Danish: I hear some people don't slot me as a starting pitcher. One of my goals is to show people I can do that, I can progress and I can go out there for seven innings. I'll need to get better command of my pitches to do that. I'm a very competitive guy. The doubts don't upset me, but they put a chip on my shoulder. I love starting because you have control of everything. You control your team's destiny, you control the other team's destiny, you control the game with every pitch.

Camp standout: Courtney Hawkins

The 12th overall pick in the 2012 Draft, Hawkins excited fans by doing a backflip during MLB Network's broadcast, and he excited the White Sox with a strong pro debut that culminated with two homers in the high Class A Carolina League playoffs. Chicago sent him back to that level as a 19-year-old last season, and he struggled. Hawkins topped the CL in strikeouts (160 in 383 at-bats) and ranked last in batting (.178).

Hawkins never had struggled on the diamond before, so that severe dose of adversity may be beneficial in the long run.

"Courtney has made huge progress this spring," Bell said. "A lot of it has to do with getting humbled a little bit. He had issues with his approach and his balance. Courtney always wanted more instead of letting things just happen and letting the ball travel a little bit. I think the fact that Courtney understands it's not easy is probably as good as anything."

If Hawkins can make consistent contact, he could be a star, because he has the most all-around ability in the system. His power, speed and arm are all plus tools, and his right-field defense isn't far behind.

Breakout candidate: Engel

Engel might have been the best all-around college athlete in the 2013 Draft. A star high school quarterback who drew interest from college football programs such as Wisconsin, Engel opted instead to play baseball at Louisville. He has plus-plus speed to steal bases and run down everything in center field, and he has the bat speed and strength to make a difference at the plate.

"Engel is very good and no one talks about it," Bell said. "He might be the best center fielder we have in the system right now. He has some sneaky pull power, he can run and he's not afraid to lay a bunt down."

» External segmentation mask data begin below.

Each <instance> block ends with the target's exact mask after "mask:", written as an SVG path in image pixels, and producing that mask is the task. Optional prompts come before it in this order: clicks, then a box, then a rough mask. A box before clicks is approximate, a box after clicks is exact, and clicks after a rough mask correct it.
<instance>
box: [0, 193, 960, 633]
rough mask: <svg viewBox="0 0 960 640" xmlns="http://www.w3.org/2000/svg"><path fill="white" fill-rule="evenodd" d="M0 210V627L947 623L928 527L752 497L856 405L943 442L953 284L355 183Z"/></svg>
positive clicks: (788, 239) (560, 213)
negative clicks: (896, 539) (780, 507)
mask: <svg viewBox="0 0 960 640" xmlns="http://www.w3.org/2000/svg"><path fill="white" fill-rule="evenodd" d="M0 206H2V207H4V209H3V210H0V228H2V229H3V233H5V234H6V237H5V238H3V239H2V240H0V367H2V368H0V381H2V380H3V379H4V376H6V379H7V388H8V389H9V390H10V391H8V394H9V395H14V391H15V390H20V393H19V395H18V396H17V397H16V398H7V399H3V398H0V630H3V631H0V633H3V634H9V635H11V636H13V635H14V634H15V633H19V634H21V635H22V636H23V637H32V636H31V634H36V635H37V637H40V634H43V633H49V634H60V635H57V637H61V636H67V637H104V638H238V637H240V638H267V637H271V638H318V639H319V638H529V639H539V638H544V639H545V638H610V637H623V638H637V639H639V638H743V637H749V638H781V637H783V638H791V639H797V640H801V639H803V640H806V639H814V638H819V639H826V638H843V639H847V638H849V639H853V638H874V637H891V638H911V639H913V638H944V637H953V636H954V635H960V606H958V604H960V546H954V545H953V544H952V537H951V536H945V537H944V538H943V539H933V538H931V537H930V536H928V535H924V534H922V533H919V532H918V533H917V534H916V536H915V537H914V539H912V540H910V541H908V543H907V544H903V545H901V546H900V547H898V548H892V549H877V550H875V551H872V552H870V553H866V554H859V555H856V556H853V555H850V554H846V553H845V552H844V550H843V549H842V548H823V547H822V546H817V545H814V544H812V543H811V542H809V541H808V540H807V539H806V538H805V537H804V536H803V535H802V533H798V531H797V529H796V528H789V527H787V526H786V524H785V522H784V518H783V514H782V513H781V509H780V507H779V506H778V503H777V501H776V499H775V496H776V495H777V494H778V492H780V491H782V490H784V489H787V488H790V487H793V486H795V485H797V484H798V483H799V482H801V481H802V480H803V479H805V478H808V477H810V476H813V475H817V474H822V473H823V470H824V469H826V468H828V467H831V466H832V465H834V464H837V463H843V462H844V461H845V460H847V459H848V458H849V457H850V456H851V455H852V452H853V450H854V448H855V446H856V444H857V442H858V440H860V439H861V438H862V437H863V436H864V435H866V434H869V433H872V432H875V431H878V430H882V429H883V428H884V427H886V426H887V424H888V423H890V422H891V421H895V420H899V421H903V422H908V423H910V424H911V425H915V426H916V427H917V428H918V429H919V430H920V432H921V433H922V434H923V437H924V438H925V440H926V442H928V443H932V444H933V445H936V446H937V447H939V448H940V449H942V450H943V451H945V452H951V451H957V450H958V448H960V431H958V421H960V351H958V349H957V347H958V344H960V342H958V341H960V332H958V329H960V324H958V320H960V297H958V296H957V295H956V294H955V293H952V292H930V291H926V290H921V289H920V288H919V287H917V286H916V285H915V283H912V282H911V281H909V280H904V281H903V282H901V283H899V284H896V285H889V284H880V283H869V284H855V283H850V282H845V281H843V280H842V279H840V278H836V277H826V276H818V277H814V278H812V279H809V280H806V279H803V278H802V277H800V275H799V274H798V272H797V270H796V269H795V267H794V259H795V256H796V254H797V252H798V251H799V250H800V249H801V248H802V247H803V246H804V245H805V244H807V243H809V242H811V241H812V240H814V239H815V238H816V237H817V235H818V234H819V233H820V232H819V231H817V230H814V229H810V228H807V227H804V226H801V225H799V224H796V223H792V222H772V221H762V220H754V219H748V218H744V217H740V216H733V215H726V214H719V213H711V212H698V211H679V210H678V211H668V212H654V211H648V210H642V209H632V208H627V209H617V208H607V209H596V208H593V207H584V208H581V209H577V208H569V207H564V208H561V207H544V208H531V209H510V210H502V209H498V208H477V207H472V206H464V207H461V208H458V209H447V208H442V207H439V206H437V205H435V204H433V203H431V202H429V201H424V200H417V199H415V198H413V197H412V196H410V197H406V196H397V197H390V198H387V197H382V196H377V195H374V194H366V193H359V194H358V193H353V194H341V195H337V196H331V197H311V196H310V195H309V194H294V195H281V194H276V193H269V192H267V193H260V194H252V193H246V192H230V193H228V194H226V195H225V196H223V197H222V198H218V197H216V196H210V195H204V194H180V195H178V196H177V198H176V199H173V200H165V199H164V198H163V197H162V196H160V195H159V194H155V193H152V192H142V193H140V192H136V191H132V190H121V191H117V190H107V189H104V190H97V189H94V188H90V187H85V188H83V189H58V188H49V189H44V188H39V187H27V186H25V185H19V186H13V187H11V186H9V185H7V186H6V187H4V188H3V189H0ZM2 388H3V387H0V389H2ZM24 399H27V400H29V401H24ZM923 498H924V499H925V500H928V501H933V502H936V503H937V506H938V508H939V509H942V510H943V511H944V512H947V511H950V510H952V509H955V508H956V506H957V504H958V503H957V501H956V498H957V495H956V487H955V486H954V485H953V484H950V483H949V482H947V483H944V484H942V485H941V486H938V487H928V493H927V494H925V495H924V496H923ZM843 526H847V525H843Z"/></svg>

So why were the White Sox able to land Engel with only a 19th-round pick and a $100,000 bonus? He hit just .265 with two homers in three college seasons.

After he turned pro, Chicago had Engel raise his hands at the plate. The change paid immediate dividends, as he batted .301 with three homers in the Rookie-level Pioneer League, topping the circuit with 31 steals in 56 games. Like Hawkins, Engel can be an impact player if he produces at the plate.